Data recording on magnetic media is currently the cheapest and most durable among various recording technologies used for this purpose. The nature of the phenomenon lies in magnetisation switching phenomena. “To put it plainly, a magnetic memory medium contains a multitude of coupled magnetic cells. Before recording, each of them has the same magnetisation direction. Reversing the magnetisation direction of the selected cell leads to the binary recording of information – from 0 to 1 and vice versa. In the currently available memories, the magnetisation state is changed with a magnetic field or electric current. However, these technologies are subject to physical limitations. First of all, the recording speed is limited – in the fastest RAM memories the recording time is several nanoseconds (a nanosecond is a billionth part of a second). Second of all, during recording on the medium, unnecessary heat is produced, which needs to be removed by using additional energy. It is estimated that contemporary IT centres for data storage and processing consume around 5% of the produced global electric energy,” said dr hab. Andrzej Stupakiewicz.
Therefore, scientists around the world are working on new methods and technologies that would not only increase the speed of information recording but also would be more energy-saving. Such a method was presented by the team of physicists from the University of Białystok, and currently it is being improved. As early as in 2017 Polish scientists published breakthrough results in Nature referring to the use of only ultrashort light impulses for photomagnetic non-thermal data recording, which is referred to as cold recording. Due to the use of light, the scientists were able to switch the directions of magnetisation and record data with unrivalled speed, even up to a thousand times faster than in the fastest of the currently available RAM memory. Furthermore, during recording and reading information the temperature of the medium increased only slightly, so no cooling was needed.

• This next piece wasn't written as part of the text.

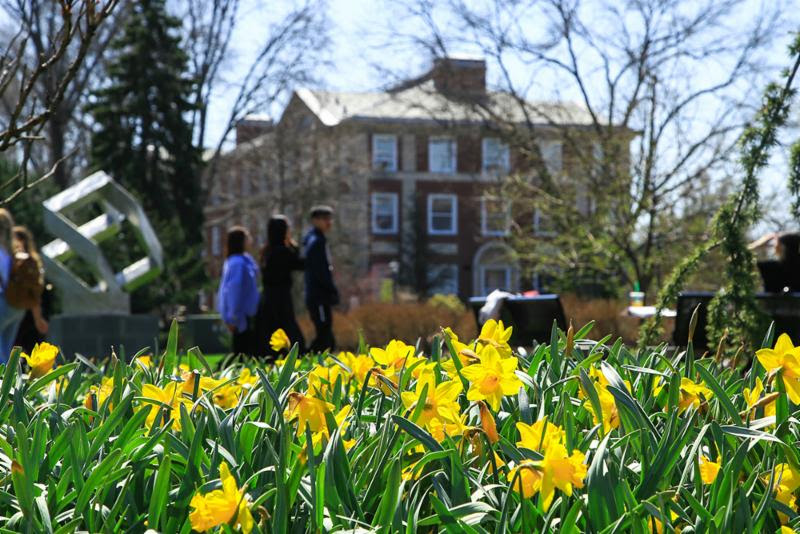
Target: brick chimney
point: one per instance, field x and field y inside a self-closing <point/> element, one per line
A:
<point x="251" y="127"/>
<point x="460" y="77"/>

A revolutionary technology of the future
Recording was performed on an optically transparent layer of yttrium iron garnet with the addition of cobalt ions. It is a synthetic material which is easy to obtain and cheap to produce. “Currently we are conducting research on modifications of its parameters, so that it would be possible to record information even faster and more efficiently,” explained dr hab. Stupakiewicz.
The continuation of the work was the discovery made as part of the TEAM grant and published in Nature Communication in 2019. In the publication, scientists from Białystok proved that the new method enabled not only more effective data recording, but also their sending through a fibre network, using impulse lasers operating in the telecommunications frequency band. Furthermore, physicists obtained another result demonstrating the ultrafast photomagnetic recording sequence involving deleting and re-recording information with only optical methods at a record-breaking frequency reaching up to 20 GHz.
Shaken, not stirred – a new recipe for magnetic recording
Currently the Białystok physicists in cooperation with researchers from the Netherlands and Germany published another breakthrough study, in which they presented an entirely different physical mechanism leading to ultrafast magnetisation switching, i.e. data recording. This time they used resonance atomic vibrations. “We demonstrated that light is not necessary for changing the magnetisation of garnet-structured layers. You can shape the atoms in an appropriate way and achieve the same result. For stimulating atomic vibrations, we used terahertz radiation from a free-electron laser as part of cooperation with the foreign partner of the TEAM project from Nijmegen in the Netherlands. For recording, we used impulses lasting less than one picosecond (a picosecond is one thousandth of one billionth of a second),” explained dr hab. Andrzej Stupakiewicz.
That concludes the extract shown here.